その後は喫茶店に移動して、ナポリタンを食べるシーンの撮影。そして、お会計のシーンも撮影。スタッフが焚き付けたのであろう、喫茶店のオヤジさんが妙に張り切っていた。ほとんどエキストラ、しかも音は後から我々の曲が被せられてしまうわけで、オヤジさんの接客ボイスは一切録音されていない。ところが、オヤジさんは妙に滑舌も愛想も、普段の何割か増しなのではないかというくらい、良い。姿勢も良い。客の俺にバッキバキに身体を正対させている。それはぶっちゃけ、やりすぎではないかと思うくらいで、居酒屋チェーンにおける店員全員での全力の「ハイ!喜んで!!」に近い過剰さがある。大丈夫かな、と、俺は思った。

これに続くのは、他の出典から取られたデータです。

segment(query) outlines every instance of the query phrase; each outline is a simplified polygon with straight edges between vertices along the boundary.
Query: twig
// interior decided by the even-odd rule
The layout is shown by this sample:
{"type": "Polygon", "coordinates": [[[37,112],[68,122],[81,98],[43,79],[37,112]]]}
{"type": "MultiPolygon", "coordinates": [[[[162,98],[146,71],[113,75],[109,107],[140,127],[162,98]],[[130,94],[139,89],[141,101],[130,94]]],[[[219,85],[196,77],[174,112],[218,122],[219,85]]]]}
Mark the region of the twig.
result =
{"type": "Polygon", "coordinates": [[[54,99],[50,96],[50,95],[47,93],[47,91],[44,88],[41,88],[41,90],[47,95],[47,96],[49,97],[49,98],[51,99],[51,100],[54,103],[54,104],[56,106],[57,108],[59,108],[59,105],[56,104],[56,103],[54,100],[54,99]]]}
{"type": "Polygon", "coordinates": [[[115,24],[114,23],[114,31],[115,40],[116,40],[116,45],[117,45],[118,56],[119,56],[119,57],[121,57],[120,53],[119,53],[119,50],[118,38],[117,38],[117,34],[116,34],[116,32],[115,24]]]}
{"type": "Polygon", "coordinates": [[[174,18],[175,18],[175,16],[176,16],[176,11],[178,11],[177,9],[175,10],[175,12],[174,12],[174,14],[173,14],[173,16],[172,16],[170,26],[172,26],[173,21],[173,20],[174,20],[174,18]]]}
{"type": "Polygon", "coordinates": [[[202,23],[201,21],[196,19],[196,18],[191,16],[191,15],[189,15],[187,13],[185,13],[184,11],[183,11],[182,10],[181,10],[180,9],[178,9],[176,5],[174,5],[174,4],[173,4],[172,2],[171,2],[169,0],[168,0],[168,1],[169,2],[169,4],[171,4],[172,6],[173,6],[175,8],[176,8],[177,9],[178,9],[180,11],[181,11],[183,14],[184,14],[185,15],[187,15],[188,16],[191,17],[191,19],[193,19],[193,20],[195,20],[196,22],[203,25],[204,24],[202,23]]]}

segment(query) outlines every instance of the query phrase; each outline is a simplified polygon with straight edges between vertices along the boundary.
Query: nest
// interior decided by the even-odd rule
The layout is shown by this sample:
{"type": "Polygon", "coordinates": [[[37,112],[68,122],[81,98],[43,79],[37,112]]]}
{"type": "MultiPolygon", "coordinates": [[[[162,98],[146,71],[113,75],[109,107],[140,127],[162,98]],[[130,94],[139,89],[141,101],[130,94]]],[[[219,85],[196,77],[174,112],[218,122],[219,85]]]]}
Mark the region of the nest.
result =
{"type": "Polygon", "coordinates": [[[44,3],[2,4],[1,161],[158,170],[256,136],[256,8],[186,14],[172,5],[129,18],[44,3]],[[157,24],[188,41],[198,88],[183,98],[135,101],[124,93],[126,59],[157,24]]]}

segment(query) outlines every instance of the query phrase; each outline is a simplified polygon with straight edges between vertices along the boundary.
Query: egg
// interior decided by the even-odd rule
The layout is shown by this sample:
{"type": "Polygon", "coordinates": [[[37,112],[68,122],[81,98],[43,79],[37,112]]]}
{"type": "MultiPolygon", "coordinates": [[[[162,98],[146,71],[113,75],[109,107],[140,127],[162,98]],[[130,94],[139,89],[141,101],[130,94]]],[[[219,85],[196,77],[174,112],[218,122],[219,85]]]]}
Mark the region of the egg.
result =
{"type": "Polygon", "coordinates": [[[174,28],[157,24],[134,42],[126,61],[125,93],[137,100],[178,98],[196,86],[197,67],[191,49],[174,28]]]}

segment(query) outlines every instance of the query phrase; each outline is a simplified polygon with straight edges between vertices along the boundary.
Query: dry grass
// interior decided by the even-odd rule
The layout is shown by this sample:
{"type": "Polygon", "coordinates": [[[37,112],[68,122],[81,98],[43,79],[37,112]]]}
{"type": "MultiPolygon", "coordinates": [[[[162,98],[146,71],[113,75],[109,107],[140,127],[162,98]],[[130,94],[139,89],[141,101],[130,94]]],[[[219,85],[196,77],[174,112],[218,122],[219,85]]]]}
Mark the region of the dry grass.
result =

で、カットがかかる。監督は俺に、もう一度お願いします、と言った。まあ、保険でもう1テイクねみたいなニュアンスであった。ところが、だ。喫茶店のオヤジは俺に向かって「なんかちょっと遅かったかなぁ。笑」と、俺の金銭の支払いのスピードがモタついちゃったね、でも俺は気にしてないから次はリラックスしてやったらええよ、というような言い方でアドヴァイスをしてきたのであった。ぬお、なんか、俺のせいでもう一回みたいな空気、と、オヤジはこの場を読んだことに対して大変な憤りを覚えたのだけれど、俺はそれを飲み込んで、2テイク目でさっきよりも明らかにモタつきながら金銭を払い、過剰な演技をブチかます店主のオヤジさんから釣り銭を受け取り、店を出た。監督からはオッケーの声。
無事撮影は終了した。オヤジさんも満足そうだったので、なんだか俺も嬉しかった。1月10日。